As you can see from the code above, in my main.c I call the following:

    HAL_TIM_Base_Start_IT(&htim10); // timer for impulse counter
    HAL_GPIO_WritePin(GPIOE, GPIO_PIN_15, GPIO_PIN_SET);
    HAL_Delay(10);
    HAL_GPIO_WritePin(GPIOE, GPIO_PIN_15, GPIO_PIN_RESET);

The code block above will start the TIM10, Generate high impulse on the GPIO INPUT for 10ms.

I have created global variable impulse_counter which sole purpose is to capture how many timer ticks are detected between sending HIGH impulse and OUTPUT falling edge trigger detected.

void HAL_TIM_PeriodElapsedCallback(TIM_HandleTypeDef *htim)
{
  /* USER CODE BEGIN Callback 0 */

  /* USER CODE END Callback 0 */
  if (htim->Instance == TIM14) {
    HAL_IncTick();
  }
  /* USER CODE BEGIN Callback 1 */
	 if (htim->Instance == TIM10) {
		 impulse_counter++;
	 }
  /* USER CODE END Callback 1 */
}

When the falling edge of the output is detected, the following callback will be triggered:

void HAL_GPIO_EXTI_Callback(uint16_t GPIO_Pin)
{
    if(GPIO_Pin == GPIO_PIN_10) // If The INT Source Is EXTI Line9 (A9 Pin)
    {
		HAL_TIM_Base_Stop_IT(&htim10); // timer for impulse counter
		printf("impulse counter = %u \n",impulse_counter);
		impulse_counter = 0;
    }
}

which is going to stop the TIM10 and print out how many impulses have been detected.

The results (I printf to console)

Initialization complete 
impulse counter = 97 

I am not satisfied with the results.
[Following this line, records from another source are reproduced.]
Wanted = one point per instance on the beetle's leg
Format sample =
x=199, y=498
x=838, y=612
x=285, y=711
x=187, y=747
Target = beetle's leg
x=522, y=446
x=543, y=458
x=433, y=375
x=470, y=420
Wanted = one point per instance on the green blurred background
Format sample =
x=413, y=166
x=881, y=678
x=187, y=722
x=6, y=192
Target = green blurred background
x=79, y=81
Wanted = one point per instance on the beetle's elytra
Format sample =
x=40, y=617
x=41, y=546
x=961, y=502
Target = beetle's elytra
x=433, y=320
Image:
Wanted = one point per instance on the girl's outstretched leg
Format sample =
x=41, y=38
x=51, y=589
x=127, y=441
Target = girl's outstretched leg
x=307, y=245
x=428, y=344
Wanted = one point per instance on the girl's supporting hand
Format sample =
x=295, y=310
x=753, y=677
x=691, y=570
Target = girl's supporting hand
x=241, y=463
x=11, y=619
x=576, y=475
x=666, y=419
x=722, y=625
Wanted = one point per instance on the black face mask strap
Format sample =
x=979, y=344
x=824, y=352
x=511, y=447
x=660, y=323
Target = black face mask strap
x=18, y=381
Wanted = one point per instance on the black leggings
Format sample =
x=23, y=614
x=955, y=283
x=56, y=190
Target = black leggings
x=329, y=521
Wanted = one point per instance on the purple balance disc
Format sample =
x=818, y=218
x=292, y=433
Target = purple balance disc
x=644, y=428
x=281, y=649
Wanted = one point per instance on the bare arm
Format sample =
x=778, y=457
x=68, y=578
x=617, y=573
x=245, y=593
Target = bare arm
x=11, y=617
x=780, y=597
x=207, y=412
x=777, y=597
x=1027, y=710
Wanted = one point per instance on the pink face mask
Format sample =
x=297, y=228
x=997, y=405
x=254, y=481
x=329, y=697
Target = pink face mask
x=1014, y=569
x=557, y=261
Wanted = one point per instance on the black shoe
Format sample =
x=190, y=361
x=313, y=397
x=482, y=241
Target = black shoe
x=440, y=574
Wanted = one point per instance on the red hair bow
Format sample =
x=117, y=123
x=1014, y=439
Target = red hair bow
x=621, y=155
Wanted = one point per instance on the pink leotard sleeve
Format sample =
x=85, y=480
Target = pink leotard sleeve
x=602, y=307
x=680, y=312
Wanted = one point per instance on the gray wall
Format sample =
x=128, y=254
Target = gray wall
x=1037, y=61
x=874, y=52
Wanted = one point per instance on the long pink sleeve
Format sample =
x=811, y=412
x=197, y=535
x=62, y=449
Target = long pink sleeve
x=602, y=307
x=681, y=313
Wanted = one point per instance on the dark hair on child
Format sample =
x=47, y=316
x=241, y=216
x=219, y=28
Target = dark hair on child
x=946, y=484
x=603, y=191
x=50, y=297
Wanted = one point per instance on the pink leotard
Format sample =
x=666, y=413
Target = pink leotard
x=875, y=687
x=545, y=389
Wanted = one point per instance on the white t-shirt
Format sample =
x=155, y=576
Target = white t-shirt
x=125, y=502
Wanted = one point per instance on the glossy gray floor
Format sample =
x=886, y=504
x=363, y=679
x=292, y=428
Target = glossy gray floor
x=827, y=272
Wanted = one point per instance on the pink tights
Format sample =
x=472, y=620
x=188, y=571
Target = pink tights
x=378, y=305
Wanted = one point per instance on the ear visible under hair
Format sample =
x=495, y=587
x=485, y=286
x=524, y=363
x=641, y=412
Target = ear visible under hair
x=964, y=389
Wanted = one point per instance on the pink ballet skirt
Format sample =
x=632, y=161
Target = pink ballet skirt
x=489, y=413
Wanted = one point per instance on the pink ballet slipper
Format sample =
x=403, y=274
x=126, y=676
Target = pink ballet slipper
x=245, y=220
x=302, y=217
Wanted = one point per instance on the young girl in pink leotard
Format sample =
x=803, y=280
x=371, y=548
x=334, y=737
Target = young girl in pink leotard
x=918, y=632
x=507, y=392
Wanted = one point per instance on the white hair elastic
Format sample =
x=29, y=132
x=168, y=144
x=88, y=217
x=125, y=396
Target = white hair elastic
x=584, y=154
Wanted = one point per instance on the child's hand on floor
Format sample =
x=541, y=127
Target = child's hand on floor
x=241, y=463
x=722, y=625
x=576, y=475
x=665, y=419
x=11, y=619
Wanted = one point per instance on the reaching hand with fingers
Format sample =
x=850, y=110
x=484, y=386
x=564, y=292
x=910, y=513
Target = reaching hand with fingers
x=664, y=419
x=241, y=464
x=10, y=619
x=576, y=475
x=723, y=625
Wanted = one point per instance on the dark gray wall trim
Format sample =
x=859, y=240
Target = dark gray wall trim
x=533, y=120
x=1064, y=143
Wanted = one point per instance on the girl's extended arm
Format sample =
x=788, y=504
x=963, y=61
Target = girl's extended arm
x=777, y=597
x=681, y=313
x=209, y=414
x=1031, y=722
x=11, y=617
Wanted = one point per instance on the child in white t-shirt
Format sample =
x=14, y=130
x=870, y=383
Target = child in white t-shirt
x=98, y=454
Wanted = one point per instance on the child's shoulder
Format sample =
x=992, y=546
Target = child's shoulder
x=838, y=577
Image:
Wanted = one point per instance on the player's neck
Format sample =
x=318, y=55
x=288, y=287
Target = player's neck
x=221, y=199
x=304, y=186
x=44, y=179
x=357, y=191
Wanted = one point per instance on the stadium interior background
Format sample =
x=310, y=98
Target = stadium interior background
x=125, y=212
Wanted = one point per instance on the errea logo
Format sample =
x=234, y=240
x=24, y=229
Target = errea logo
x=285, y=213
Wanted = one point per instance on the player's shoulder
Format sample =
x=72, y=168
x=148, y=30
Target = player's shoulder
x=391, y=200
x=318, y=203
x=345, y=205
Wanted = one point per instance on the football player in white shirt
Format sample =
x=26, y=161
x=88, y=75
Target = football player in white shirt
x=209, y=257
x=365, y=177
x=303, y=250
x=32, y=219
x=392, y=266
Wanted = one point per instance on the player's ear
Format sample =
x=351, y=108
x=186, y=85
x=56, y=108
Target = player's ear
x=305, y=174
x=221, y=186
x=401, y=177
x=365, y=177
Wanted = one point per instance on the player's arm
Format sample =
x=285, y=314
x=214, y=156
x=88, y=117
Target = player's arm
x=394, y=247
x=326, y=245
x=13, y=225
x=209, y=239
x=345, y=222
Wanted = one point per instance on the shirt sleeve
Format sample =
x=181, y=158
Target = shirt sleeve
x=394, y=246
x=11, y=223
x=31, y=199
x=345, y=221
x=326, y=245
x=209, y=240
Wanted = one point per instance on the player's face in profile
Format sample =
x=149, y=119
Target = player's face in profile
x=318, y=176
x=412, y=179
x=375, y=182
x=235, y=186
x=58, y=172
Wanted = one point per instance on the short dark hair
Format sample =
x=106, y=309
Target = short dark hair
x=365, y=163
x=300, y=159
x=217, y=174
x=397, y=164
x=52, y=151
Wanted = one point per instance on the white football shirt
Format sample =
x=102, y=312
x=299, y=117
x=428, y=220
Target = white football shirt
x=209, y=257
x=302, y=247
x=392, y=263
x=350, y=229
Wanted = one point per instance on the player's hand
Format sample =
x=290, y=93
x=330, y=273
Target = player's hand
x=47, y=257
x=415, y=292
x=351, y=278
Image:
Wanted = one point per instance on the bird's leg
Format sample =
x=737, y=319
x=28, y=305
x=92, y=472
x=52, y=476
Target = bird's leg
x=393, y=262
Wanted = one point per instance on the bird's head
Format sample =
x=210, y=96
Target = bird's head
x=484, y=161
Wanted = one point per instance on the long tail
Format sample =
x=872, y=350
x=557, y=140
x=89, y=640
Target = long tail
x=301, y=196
According to the simulation and the measurements I have captured using RIGOL DS1054 oscilloscope, the result should be 120us. As you can see from my results, the timer only counted 97 ticks (97 us) which is a little bit off. 

I have tried to reconfigure the TIM10 prescaler to 160 instead (Timer should now run at 100KHz). And the results are as following:

Initialization complete 
impulse counter = 12 

which makes sense since my timer is fired every 10us period and it detected 12 pulses so that means the time elapsed is around 120us. However I cannot fully understand why it does not work properly when the TIM10 is configured to run at 1MHz. Is that pushing over the limits of TIM10 capabilities?

My questions:

1. Why it does not seem to work properly when TIM10 is configured at 1MHZ

2. Is there a better method than the one I chose to capture the time with good accuracy?